Amnésia,
de Christopher Nolan
Memento,
EUA, 2000
Amnésia
consegue
uma combinação hoje rara para um filme frutífero
do circuito dito "independente" nos EUA – combinar uma forma
diferenciada de se contar uma narrativa à uma proposta com coerência
interna e questões que vão além de seu formato. Ao
contar a história de Leonard, o filme não se atém
a seu problema de perda de memória instantânea como fonte
de um espetáculo formal, mas como espaço de questionamento
de diversos parâmetros da objetividade cotidiana. O fato de a história
ser contada de trás para frente não se resume apenas a uma
brincadeira narrativa, apenas mais uma atração do filme,
mas está intrisicamente articulada com as questões que o
filme aborda.

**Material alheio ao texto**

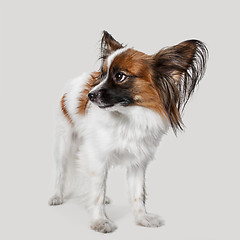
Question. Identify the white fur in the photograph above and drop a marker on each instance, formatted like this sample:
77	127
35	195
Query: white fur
101	138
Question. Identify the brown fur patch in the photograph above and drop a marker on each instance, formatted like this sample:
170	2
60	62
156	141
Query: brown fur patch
83	100
143	91
64	109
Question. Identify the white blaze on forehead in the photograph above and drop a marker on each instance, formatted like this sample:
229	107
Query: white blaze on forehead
113	55
109	62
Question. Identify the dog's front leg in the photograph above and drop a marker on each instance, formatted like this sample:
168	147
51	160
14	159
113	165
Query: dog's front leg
136	181
100	221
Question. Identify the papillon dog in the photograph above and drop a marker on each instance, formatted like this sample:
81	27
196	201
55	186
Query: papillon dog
118	115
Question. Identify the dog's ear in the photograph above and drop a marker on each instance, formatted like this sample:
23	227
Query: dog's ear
177	71
108	45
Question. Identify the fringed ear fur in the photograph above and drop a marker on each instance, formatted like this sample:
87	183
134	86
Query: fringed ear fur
108	45
177	71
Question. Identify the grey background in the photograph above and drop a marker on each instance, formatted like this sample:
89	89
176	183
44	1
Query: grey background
193	184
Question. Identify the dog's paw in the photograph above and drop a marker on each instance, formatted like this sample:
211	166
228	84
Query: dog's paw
107	200
55	200
103	226
149	220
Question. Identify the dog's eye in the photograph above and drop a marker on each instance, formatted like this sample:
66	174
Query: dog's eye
119	77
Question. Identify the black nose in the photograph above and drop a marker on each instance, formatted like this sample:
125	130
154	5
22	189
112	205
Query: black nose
92	96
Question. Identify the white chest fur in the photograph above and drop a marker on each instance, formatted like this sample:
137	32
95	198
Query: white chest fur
128	136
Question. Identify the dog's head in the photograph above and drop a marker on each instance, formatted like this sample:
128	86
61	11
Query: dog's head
162	82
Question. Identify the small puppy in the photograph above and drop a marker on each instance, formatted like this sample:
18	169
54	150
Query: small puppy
118	115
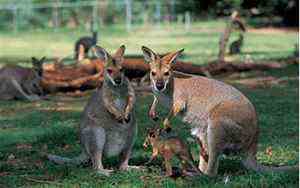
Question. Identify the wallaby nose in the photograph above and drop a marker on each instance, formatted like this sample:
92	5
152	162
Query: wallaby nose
118	80
145	145
160	85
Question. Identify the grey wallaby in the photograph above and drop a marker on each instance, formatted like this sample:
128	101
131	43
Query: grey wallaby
22	83
108	124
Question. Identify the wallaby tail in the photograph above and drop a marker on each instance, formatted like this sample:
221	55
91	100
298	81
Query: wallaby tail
251	163
82	158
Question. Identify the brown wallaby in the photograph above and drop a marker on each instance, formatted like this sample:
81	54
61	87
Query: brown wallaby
220	116
108	125
20	82
235	46
169	147
83	45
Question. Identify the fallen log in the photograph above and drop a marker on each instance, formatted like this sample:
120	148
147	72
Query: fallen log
90	75
87	75
212	68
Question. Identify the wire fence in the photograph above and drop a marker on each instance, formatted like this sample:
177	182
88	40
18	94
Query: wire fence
90	15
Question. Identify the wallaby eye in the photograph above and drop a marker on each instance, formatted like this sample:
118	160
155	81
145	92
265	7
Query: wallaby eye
109	71
153	73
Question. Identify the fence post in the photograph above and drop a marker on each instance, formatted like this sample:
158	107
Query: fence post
128	4
55	15
158	13
15	18
187	21
94	25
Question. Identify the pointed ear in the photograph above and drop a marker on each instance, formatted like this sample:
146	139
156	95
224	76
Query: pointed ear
100	53
171	57
42	60
149	55
33	59
120	52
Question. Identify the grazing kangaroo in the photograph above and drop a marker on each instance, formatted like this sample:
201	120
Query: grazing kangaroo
84	44
220	116
169	147
235	46
108	125
22	83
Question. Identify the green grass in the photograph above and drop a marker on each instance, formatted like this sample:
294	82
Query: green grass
52	126
200	43
29	129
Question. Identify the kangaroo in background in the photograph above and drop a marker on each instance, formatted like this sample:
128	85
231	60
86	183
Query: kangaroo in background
235	46
20	82
84	44
108	125
170	146
222	119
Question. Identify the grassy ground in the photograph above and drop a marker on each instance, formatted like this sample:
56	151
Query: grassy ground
29	129
200	43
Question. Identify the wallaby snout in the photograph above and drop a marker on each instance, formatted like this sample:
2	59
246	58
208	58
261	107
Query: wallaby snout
160	85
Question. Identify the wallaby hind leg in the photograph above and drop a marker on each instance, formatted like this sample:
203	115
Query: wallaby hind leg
93	139
214	141
203	155
126	153
188	166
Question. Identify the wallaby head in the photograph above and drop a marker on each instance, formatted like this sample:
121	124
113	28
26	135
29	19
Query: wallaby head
160	67
33	83
113	71
37	65
152	136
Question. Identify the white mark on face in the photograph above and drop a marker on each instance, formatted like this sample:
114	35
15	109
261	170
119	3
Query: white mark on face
111	79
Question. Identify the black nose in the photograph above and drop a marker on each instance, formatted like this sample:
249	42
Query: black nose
118	80
160	85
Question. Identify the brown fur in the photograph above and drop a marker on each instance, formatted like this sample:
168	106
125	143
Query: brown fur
220	116
169	148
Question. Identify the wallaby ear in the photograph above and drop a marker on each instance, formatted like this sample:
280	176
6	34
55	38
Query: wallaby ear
33	59
100	53
149	55
120	52
171	57
42	60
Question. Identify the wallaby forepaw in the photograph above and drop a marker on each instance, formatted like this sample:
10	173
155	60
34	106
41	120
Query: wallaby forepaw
152	115
127	118
127	167
104	172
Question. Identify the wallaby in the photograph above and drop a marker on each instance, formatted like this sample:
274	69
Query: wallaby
169	147
235	46
220	116
20	82
84	44
108	125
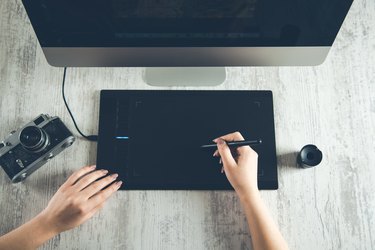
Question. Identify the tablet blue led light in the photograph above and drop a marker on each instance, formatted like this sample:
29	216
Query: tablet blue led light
122	137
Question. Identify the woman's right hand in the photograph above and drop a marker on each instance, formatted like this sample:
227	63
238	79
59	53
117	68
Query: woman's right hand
240	164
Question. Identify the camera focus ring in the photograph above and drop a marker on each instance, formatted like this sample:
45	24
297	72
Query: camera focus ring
33	138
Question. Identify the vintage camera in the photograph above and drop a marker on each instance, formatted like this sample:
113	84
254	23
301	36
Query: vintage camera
32	146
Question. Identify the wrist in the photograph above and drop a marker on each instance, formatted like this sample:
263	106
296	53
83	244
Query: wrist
47	226
248	194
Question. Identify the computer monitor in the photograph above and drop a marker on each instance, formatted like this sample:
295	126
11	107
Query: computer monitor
187	33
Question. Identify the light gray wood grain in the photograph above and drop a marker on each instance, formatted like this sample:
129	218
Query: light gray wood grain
332	105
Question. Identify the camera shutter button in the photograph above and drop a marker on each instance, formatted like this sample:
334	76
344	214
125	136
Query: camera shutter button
49	156
20	163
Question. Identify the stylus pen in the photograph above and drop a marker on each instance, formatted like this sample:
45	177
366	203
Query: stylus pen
235	143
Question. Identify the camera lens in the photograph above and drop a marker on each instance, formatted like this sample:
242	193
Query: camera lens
33	138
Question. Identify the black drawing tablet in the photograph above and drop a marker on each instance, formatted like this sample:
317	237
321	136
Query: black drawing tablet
152	139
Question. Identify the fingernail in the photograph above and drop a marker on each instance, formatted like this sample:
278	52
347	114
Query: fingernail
220	141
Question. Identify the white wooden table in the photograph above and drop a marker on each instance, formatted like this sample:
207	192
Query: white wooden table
332	105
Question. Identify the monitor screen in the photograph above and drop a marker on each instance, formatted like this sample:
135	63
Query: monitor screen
177	23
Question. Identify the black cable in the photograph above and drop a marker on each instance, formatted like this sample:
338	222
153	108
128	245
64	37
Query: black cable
88	137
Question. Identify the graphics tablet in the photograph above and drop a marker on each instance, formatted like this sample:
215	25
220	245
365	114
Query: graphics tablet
152	139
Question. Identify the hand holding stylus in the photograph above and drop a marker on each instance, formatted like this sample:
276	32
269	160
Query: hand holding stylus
241	166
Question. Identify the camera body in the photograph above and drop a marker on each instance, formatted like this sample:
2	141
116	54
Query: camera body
30	147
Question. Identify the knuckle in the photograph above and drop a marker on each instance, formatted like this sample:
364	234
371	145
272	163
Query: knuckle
254	154
95	185
81	209
237	134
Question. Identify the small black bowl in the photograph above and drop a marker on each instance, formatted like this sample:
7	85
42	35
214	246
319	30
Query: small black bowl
309	156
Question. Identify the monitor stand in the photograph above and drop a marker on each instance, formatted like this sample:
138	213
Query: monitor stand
185	76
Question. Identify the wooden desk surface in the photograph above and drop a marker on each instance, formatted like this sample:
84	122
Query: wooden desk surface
332	105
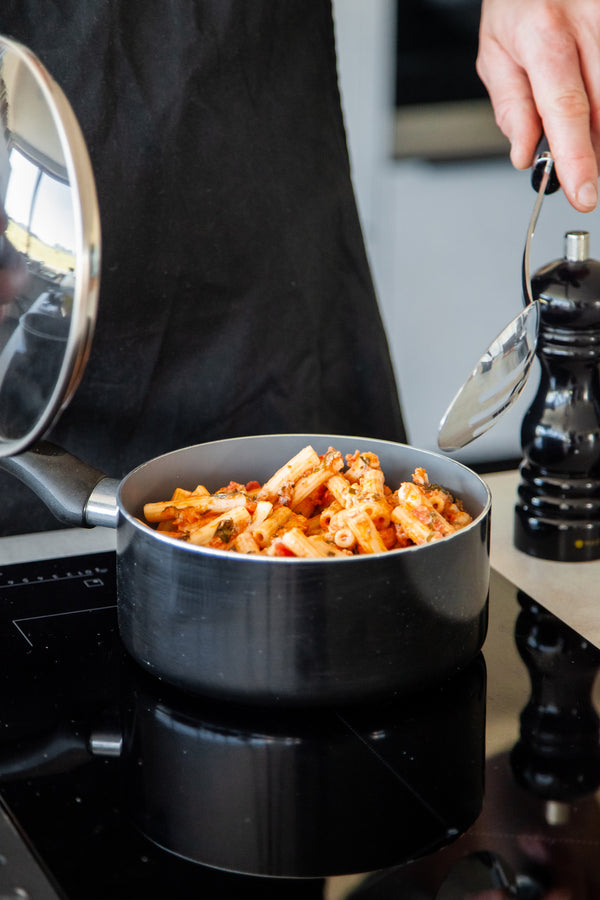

Diferente de uma produção formalmente elogiada
como o xexelento videoclip Moulin Rouge, Amnésia
tem como ponto central justamente as questões que apresenta – sua
narrativa em flashback não funciona como uma maquiagem colorida
para a repetição do óbvio cinematográfico.
No filme, a forma é o resultado claro de um processo de pensamento
e questionamento – não apenas a forma aparente do espetáculo...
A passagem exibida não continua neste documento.